Understanding of DOC, water and solute fluxes within a the catchment of a drinking water reservoir

The Rappbode Reservoir provides drinking water to more than 1 Mio people in central eastern Germany. Having a maximum depth of almost 90 m and a maximum volume of about 100 Mio m3, this reservoir is the largest drinking water reservoir in Germany. The three major tributaries (Bode, Hassel & Rappbode) into the reservoir, each of them being separately damed by smaller pre-dams, are contrasted by different land use characteristics with large differences in nutrient load and DOC export.

Given the relatively short residence times within the reservoirs the dynamics in the water body are tightly coupled to the biogeochemical processes in their catchment. Accordingly, the aim of this observation is to study the interactions between catchment and surface waters. We are interested in quantifying the exports of carbon and nutrients from the catchment and understanding the driving variables of this flux of matter from the terrestrial environment into surface waters. Moreover, we study how these exported nutrients or organic carbon compounds are processed within the lacustrine ecosystem.

A currently highly important topic in our research is the dynamics of dissolved organic carbon (DOC) in drinking water reservoirs. A consistent trend of increasing concentrations of DOC has been observed over the past 20 years in the Rappbode Reservoir leading to a degrading water quality and problems in the drinking water preparation in the nearby water works.
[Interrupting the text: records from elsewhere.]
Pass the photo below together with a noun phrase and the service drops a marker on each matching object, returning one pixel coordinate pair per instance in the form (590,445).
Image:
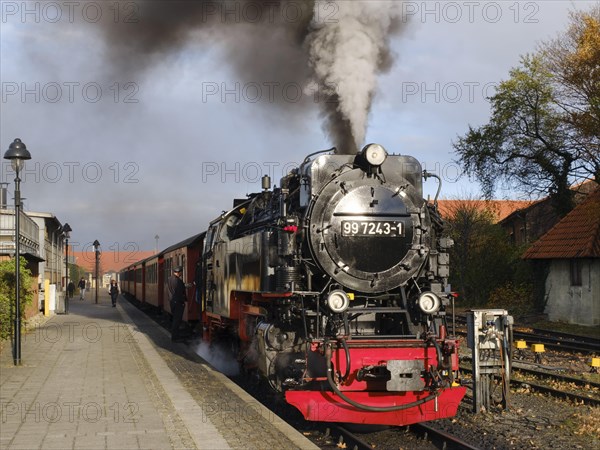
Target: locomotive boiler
(332,286)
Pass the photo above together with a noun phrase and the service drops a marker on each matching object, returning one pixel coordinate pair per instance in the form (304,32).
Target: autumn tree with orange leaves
(544,131)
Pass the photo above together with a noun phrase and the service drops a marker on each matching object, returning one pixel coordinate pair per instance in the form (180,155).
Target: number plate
(372,228)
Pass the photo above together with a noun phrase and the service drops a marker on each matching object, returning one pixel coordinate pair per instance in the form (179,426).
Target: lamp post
(17,153)
(96,245)
(67,229)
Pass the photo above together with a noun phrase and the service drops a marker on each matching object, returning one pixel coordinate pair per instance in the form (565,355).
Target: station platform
(110,378)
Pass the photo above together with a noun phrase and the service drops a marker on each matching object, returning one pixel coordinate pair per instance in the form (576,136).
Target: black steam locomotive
(333,287)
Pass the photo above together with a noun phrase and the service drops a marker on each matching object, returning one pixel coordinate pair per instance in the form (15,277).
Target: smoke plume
(339,47)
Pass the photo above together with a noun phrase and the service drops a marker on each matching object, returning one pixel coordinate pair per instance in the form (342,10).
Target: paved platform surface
(109,378)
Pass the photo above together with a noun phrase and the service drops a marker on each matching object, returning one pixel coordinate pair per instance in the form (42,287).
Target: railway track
(426,433)
(571,396)
(552,340)
(580,382)
(441,439)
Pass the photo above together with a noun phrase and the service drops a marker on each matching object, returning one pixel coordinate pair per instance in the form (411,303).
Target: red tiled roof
(500,208)
(110,261)
(577,235)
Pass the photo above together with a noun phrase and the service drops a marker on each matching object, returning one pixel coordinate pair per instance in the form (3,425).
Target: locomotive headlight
(429,302)
(338,301)
(375,154)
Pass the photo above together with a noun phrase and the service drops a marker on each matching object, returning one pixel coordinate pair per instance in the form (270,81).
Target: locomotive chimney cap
(375,154)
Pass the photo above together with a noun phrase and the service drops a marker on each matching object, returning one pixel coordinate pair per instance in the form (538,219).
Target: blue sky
(123,157)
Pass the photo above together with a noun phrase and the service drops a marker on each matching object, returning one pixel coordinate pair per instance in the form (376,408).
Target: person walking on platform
(177,302)
(113,290)
(81,286)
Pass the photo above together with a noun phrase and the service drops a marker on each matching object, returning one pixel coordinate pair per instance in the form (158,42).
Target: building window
(576,272)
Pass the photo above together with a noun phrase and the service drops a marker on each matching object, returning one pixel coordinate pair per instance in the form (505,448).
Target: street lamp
(96,245)
(67,229)
(17,153)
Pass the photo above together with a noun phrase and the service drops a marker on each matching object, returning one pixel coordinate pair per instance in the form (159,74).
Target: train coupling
(372,373)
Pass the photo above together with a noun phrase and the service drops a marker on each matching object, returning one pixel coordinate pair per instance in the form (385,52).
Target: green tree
(482,258)
(7,294)
(543,131)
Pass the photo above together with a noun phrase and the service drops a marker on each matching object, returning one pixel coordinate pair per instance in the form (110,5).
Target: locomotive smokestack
(266,182)
(3,195)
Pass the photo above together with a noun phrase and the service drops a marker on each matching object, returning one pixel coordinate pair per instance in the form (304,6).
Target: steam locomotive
(332,287)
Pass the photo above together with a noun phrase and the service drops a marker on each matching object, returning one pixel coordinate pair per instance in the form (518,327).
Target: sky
(162,147)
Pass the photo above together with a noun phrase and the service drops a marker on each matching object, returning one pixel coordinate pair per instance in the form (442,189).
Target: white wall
(574,304)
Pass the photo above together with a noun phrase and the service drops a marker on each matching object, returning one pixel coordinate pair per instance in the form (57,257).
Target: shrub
(7,294)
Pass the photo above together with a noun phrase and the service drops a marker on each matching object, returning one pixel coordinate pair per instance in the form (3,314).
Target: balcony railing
(29,233)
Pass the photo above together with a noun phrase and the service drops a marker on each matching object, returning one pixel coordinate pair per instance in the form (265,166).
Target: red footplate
(329,407)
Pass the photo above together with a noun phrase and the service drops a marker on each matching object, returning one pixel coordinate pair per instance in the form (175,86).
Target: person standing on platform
(81,286)
(113,290)
(178,300)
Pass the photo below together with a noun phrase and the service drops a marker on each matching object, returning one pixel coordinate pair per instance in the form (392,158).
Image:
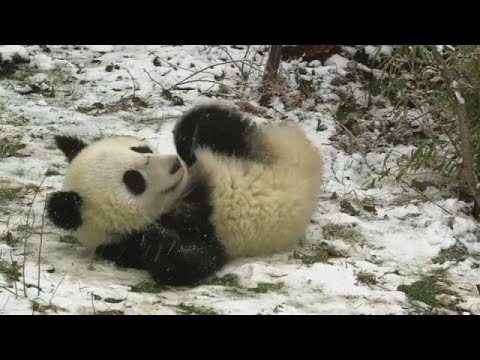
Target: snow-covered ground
(364,251)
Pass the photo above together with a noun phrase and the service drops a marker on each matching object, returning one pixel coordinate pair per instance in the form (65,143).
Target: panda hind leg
(221,129)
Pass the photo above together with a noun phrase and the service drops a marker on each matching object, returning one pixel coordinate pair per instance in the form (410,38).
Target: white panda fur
(260,208)
(257,202)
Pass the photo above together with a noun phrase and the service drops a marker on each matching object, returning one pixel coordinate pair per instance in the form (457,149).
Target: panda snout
(175,166)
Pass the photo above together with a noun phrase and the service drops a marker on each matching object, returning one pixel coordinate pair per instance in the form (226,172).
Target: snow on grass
(363,246)
(9,52)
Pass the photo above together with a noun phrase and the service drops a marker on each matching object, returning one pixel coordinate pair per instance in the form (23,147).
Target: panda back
(263,206)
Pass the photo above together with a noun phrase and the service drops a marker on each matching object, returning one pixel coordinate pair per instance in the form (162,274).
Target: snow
(399,241)
(7,52)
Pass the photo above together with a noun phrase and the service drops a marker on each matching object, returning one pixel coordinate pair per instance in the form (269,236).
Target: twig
(10,291)
(26,236)
(133,81)
(424,196)
(181,82)
(210,81)
(55,291)
(41,243)
(462,121)
(155,81)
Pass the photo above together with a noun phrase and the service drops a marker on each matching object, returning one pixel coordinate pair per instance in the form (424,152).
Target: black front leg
(125,254)
(181,261)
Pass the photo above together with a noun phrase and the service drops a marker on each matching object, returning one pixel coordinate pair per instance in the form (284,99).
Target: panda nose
(175,166)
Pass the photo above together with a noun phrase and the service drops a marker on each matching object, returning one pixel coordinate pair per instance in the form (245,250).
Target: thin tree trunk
(271,72)
(463,126)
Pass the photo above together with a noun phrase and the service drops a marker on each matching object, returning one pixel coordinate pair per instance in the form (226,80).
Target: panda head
(114,186)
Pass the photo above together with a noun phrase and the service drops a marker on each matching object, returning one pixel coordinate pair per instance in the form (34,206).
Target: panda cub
(236,189)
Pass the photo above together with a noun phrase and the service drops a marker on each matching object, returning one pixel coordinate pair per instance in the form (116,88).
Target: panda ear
(63,209)
(69,145)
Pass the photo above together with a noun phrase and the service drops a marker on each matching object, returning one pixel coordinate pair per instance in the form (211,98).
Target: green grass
(69,239)
(456,253)
(340,231)
(11,270)
(51,172)
(110,312)
(7,195)
(43,309)
(9,148)
(263,287)
(366,278)
(232,283)
(195,310)
(425,291)
(147,287)
(322,252)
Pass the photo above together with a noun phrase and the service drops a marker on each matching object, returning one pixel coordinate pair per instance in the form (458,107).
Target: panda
(234,189)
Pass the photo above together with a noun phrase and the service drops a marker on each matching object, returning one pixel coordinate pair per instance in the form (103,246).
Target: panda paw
(158,243)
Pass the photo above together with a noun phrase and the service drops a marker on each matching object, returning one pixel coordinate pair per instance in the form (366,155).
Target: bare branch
(463,126)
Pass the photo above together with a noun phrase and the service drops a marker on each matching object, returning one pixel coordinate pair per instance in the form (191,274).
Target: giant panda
(234,189)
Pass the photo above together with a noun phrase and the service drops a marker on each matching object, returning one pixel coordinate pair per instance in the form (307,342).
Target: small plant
(195,310)
(10,270)
(341,231)
(9,148)
(8,195)
(147,287)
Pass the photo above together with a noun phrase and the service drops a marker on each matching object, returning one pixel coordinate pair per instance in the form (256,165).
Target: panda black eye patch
(142,149)
(134,182)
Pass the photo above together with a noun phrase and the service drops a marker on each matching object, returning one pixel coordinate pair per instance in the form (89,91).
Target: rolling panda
(236,189)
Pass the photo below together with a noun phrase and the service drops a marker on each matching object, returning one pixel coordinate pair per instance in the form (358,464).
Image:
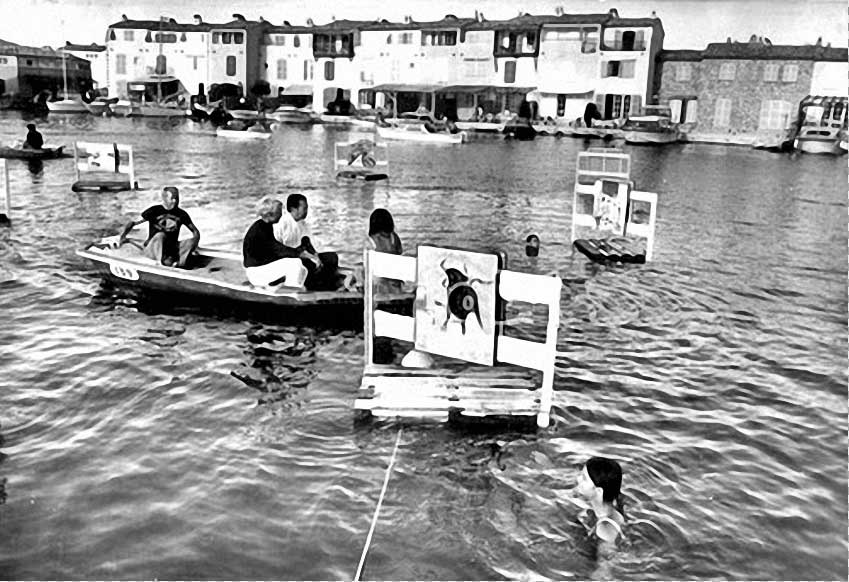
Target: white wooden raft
(497,376)
(605,202)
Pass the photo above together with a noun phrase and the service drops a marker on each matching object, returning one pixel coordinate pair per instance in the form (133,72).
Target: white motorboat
(249,133)
(819,140)
(67,106)
(418,133)
(293,115)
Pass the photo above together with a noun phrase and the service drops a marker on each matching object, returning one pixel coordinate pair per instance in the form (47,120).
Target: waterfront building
(96,55)
(198,54)
(289,63)
(745,92)
(26,72)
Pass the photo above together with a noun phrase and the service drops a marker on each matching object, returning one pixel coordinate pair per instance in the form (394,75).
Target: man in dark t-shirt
(164,222)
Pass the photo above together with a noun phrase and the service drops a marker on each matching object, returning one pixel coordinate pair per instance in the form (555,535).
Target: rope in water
(377,509)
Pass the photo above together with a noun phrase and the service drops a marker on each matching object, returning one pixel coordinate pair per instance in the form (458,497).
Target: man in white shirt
(292,231)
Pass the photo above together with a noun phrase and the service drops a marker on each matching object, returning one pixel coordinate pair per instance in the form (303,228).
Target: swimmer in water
(599,484)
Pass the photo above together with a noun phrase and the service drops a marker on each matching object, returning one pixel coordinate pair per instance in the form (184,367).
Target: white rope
(377,509)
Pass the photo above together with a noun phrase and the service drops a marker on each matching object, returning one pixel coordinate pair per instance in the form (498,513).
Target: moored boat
(67,106)
(418,133)
(249,133)
(650,130)
(22,153)
(819,140)
(216,275)
(294,115)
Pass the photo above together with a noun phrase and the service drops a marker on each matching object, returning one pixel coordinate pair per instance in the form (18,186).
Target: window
(727,71)
(692,111)
(722,113)
(790,73)
(771,72)
(775,114)
(589,40)
(510,72)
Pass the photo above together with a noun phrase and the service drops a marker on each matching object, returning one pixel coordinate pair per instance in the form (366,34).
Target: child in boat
(381,232)
(599,483)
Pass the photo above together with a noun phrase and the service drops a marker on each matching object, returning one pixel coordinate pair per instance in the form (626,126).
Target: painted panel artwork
(455,304)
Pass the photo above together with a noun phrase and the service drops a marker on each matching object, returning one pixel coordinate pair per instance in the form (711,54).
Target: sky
(688,24)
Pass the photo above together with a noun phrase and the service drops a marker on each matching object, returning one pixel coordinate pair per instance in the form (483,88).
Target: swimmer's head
(532,245)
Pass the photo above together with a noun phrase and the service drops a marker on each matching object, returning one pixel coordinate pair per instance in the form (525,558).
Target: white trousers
(292,271)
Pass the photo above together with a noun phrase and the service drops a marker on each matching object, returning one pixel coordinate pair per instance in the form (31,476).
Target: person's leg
(186,248)
(153,249)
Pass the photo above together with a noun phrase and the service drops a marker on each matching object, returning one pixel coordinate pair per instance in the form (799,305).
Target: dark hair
(380,221)
(294,201)
(607,474)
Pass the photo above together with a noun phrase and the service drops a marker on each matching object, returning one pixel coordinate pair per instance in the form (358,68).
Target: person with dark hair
(267,262)
(532,245)
(34,139)
(599,483)
(292,231)
(165,220)
(381,232)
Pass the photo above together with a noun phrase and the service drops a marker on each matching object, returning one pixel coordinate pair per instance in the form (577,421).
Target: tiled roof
(91,48)
(757,51)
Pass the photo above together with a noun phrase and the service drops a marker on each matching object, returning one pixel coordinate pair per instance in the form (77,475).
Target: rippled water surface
(141,442)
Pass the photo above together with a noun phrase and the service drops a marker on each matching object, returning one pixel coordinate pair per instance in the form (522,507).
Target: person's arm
(122,238)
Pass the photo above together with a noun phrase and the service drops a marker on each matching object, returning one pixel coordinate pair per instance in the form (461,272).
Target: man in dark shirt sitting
(165,220)
(34,139)
(267,261)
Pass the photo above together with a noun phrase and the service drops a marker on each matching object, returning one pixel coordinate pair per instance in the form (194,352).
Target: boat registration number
(124,272)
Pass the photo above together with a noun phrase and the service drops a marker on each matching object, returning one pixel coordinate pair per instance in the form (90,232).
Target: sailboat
(66,104)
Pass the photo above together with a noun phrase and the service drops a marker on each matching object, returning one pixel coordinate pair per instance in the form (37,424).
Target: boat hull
(67,106)
(650,138)
(242,134)
(813,145)
(216,277)
(47,153)
(419,134)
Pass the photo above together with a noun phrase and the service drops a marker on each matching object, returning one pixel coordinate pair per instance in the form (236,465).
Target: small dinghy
(215,275)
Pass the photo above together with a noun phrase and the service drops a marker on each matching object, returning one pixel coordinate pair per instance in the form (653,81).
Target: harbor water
(141,441)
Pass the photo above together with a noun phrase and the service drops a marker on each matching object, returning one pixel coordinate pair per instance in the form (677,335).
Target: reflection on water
(194,441)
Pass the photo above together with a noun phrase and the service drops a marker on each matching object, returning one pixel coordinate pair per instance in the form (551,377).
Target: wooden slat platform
(388,391)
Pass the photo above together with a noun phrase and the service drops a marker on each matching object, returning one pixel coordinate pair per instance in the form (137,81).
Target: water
(146,442)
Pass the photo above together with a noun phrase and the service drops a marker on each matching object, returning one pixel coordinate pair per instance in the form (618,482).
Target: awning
(483,89)
(298,90)
(566,88)
(403,88)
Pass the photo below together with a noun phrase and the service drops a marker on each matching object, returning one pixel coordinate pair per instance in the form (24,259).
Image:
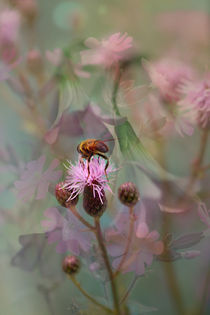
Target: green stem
(76,283)
(128,291)
(80,218)
(198,161)
(100,240)
(130,234)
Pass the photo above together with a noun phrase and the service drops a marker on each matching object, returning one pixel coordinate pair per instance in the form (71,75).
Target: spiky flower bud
(128,194)
(71,265)
(94,203)
(63,196)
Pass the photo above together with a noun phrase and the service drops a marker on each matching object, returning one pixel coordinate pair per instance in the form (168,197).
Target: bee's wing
(100,146)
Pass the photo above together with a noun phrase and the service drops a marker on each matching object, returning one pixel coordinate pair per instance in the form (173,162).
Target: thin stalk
(200,309)
(129,289)
(205,168)
(198,161)
(100,240)
(129,239)
(80,218)
(77,284)
(115,90)
(170,273)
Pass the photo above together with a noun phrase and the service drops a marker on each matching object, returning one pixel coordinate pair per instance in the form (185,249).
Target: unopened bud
(35,62)
(128,194)
(63,195)
(92,203)
(71,265)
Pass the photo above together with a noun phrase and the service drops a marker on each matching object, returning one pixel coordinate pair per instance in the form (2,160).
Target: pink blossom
(197,102)
(144,245)
(204,214)
(77,177)
(68,232)
(190,254)
(55,56)
(106,52)
(9,26)
(168,75)
(189,26)
(35,181)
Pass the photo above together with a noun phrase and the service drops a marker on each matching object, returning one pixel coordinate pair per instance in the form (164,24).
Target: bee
(91,147)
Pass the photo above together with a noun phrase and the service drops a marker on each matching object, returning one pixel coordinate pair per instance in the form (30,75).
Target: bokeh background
(159,27)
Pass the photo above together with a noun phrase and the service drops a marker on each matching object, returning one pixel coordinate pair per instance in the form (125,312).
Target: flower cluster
(144,244)
(78,177)
(106,52)
(197,102)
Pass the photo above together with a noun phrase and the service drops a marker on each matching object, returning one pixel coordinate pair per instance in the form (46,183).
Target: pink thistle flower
(144,245)
(9,26)
(197,102)
(77,177)
(55,56)
(106,52)
(68,232)
(169,75)
(33,181)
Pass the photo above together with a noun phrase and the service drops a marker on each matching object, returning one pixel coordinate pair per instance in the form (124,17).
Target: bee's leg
(81,160)
(107,163)
(89,158)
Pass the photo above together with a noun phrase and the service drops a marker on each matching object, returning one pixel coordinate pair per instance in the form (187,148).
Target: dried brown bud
(128,194)
(92,204)
(62,195)
(71,265)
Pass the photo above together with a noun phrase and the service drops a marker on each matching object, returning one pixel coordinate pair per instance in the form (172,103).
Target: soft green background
(18,291)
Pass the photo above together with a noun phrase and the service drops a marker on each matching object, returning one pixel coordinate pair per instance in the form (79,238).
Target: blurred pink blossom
(9,26)
(204,214)
(54,56)
(197,102)
(35,181)
(77,177)
(169,75)
(191,26)
(175,121)
(68,232)
(190,254)
(106,52)
(144,244)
At nine locations in and around the reservoir system we are continuously observing dynamics in physical, chemical and biological parameters. This includes stations at all tributaries, at the connecting infrastructures in between the pre-dams and the main reservoirs, as well as within the main reservoir and its outlet. Besides automated sampling stations we also conduct a detailed limnological monitoring programme in the water bodies on a fortnightly sampling regime. Close cooperations have been initialised with the reservoir authority (Talsperrenbetrieb Sachsen-Anhalt) and the drinking water company (Fernwasserversorgung Elbaue Ostharz) leading to an active exchange of data and knowledge.

Active research projects are focused on the dynamics of DOC, nutrient removal in the pre-dams, and numerical modelling of hydrodynamics and plankton dynamics.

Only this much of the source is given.